Outro exemplo preocupante e que pode indiciar que a política de João Lourenço não passa de cosmética é o tratamento que está a ser dado aos casos Sonangol, 500 milhões e Fundo Soberano.
No primeiro caso, tivemos um membro destacado da estrutura do Estado, Carlos Saturnino, presidente do Conselho de Administração da Sonangol, a fazer acusações que, a serem verdade, consubstanciam materialmente a prática de crimes por parte de Isabel dos Santos e outros.
Isto passou-se em Fevereiro de 2018.
Estamos em Maio de 2018 e nada aconteceu do ponto de vista das instituições judiciais. Obviamente, tal não é aceitável.
No caso dos 500 milhões, o ministério das Finanças emitiu um comunicado de uma gravidade extrema para José Filomeno dos Santos, filho do anterior presidente da República.
Contudo, depois de este ter sido constituído arguido, nada mais aconteceu.
No mínimo, dever-se-ia ter ouvido o ex-presidente da República como testemunha.
No caso do Fundo Soberano, anda-se a congelar as contas da empresa Quantum Global, gerida por Jean-Claude Bastos de Morais pelo mundo fora.
Contudo, o congelamento de contas, por si só, não é nada.
É uma medida cautelar que tem de ser explicada e seguida por acções judiciais de fundo, que responsabilizem as pessoas com as contas congeladas.
No meio de toda a actividade judicial, o único julgamento que prossegue a todo o vapor é o de Rafael Marques.

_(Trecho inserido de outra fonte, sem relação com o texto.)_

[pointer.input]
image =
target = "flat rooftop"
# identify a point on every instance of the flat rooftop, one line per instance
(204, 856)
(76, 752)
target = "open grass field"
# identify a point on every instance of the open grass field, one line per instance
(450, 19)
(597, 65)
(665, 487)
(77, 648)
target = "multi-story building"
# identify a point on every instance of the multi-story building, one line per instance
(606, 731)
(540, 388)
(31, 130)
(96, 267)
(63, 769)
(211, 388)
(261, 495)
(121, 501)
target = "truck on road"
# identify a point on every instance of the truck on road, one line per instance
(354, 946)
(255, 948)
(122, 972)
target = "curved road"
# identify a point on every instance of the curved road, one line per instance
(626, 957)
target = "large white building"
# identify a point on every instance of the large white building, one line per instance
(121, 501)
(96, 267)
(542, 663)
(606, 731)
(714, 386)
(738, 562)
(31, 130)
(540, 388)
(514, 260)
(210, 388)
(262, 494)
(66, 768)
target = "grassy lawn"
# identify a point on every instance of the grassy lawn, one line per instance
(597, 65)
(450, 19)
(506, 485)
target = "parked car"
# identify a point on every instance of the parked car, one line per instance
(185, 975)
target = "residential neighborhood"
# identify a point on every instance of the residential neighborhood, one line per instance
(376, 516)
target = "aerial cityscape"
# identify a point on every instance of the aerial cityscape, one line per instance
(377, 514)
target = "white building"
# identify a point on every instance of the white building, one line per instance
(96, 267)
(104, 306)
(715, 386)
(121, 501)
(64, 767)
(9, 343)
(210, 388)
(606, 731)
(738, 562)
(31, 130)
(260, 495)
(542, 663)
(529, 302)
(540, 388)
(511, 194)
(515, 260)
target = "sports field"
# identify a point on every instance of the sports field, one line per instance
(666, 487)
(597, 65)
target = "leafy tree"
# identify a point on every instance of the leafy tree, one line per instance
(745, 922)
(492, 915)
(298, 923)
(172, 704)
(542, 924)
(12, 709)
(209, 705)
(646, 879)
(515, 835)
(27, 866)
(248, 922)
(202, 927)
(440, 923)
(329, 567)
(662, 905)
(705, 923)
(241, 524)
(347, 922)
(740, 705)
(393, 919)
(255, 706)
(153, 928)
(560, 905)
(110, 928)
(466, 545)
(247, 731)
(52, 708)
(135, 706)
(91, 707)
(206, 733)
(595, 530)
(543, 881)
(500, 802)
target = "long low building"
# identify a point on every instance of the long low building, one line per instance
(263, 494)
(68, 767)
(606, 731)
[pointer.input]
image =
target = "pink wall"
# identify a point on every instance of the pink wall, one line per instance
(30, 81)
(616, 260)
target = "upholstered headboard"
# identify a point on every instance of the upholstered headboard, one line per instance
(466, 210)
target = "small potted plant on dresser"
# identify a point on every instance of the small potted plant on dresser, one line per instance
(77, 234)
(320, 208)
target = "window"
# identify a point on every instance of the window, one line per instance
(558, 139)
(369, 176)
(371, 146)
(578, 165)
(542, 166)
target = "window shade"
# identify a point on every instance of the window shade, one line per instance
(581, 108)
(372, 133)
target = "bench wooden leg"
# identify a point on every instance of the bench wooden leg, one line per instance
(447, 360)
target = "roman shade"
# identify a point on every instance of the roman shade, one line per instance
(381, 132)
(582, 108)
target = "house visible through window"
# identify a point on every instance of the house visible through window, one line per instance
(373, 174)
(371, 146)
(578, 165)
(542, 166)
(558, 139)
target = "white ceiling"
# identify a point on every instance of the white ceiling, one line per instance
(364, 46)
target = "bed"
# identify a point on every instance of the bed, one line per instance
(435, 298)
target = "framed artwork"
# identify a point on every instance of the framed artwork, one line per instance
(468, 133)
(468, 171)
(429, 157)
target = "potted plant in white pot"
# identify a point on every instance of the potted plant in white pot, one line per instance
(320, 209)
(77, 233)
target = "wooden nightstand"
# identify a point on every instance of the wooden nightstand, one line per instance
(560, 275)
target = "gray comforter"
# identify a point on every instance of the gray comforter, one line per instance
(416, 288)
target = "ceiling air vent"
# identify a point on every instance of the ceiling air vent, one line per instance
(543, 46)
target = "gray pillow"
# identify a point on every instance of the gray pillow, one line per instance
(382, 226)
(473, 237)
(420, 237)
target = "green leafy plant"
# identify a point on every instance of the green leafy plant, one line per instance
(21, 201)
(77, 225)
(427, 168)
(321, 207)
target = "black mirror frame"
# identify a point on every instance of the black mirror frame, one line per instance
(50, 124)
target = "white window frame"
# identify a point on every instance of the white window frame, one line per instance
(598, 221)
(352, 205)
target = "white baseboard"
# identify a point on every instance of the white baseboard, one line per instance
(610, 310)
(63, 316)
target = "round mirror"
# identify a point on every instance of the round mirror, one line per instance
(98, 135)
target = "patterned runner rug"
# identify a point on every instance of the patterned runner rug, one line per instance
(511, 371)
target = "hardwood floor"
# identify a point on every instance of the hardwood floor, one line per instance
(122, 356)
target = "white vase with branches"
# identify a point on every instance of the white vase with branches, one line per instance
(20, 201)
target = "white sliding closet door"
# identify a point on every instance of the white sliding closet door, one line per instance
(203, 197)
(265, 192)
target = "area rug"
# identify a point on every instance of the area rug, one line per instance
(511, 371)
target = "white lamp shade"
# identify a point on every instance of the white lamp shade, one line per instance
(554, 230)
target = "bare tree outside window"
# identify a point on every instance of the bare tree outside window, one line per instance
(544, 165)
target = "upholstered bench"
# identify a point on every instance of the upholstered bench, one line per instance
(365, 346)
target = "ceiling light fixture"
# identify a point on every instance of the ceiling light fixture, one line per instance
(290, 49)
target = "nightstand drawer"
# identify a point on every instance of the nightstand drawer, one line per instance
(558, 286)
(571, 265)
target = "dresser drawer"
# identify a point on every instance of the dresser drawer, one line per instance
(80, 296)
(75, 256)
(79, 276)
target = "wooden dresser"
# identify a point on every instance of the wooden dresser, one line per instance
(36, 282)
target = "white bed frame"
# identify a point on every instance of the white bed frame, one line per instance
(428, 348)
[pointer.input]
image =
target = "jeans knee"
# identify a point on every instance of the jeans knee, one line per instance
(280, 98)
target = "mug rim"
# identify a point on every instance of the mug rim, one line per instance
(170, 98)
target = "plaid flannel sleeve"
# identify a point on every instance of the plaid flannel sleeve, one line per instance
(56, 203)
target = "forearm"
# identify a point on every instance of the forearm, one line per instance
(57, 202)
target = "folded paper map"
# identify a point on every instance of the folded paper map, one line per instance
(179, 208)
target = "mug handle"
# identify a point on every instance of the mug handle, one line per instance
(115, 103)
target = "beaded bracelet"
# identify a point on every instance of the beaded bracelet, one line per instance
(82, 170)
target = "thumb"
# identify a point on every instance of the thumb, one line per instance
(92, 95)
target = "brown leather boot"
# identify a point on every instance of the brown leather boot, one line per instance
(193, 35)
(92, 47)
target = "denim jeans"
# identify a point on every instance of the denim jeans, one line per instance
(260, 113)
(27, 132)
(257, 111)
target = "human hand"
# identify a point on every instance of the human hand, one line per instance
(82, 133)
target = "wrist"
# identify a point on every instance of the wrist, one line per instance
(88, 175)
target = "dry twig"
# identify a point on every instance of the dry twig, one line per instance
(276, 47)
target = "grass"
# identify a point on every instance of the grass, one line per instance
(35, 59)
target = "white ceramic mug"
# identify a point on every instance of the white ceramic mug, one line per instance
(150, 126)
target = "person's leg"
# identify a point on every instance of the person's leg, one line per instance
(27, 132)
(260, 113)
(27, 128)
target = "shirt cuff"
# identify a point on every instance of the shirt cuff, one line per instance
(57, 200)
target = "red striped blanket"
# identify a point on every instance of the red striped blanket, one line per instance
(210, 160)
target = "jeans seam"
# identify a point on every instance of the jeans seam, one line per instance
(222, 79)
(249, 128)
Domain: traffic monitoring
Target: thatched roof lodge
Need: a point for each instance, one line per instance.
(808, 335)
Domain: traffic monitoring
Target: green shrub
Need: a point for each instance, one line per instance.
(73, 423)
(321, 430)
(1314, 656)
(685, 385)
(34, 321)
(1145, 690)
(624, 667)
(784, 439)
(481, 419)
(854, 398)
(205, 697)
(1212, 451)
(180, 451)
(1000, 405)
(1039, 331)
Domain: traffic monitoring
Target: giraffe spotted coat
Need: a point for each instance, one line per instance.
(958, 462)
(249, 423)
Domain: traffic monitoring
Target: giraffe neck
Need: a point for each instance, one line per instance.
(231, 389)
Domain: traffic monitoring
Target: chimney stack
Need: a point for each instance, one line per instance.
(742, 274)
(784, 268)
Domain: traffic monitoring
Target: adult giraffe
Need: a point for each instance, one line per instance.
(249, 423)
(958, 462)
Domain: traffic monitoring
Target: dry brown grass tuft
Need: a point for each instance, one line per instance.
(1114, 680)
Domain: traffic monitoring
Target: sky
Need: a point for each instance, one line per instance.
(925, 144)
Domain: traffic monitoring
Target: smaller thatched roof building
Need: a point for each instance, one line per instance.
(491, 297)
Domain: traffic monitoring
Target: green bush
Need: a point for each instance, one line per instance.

Uma bizarria que demonstra que a retórica não coincide com a realidade.
Este embuste durará dois ou três anos, e depois será descoberto.
Angola cairá novamente na angústia em que se tem encontrado.
Lembremos a história de África após as independências.
A década de 1960 foi chamada de década da esperança.
Esperava-se que os novos países jovens e idealistas funcionassem como faróis vibrantes para o desenvolvimento dos povos.
Uma grande alegria percorreu o continente.
Infelizmente, a ressaca veio depressa e, na década de 1980, a maior parte dos países alegres e independentes dos anos 60 estava falida e governada por ditadores mais ou menos sanguinários, mais ou menos loucos.
A falta de dinheiro obrigou a pedir ajuda ao FMI e ao Banco Mundial, que vieram com as suas receitas económicas e os seus requisitos políticos de democracia e boa governação. Contudo, a maior parte dos ditadores africanos fingiu que implementava reformas políticas, criou uns simulacros de democracia, mas manteve as suas atitudes autoritárias.
Foi criada uma espécie de democracias de fachada, sem correspondência com a realidade. Tal atitude levou muitos países ocidentais a considerarem África um caso perdido, o que, na prática, abriu portas à influência chinesa, cujas verdadeiras consequências ainda desconhecemos.
João Lourenço pode estar simplesmente a imitar os ditadores dos anos 80, criando uma fachada democrática para obter empréstimos do FMI e outras ajudas externas, não trazendo qualquer melhoria para o seu povo.
Por isso, mais do que nunca, a sociedade civil e a comunidade internacional devem manter-se atentas.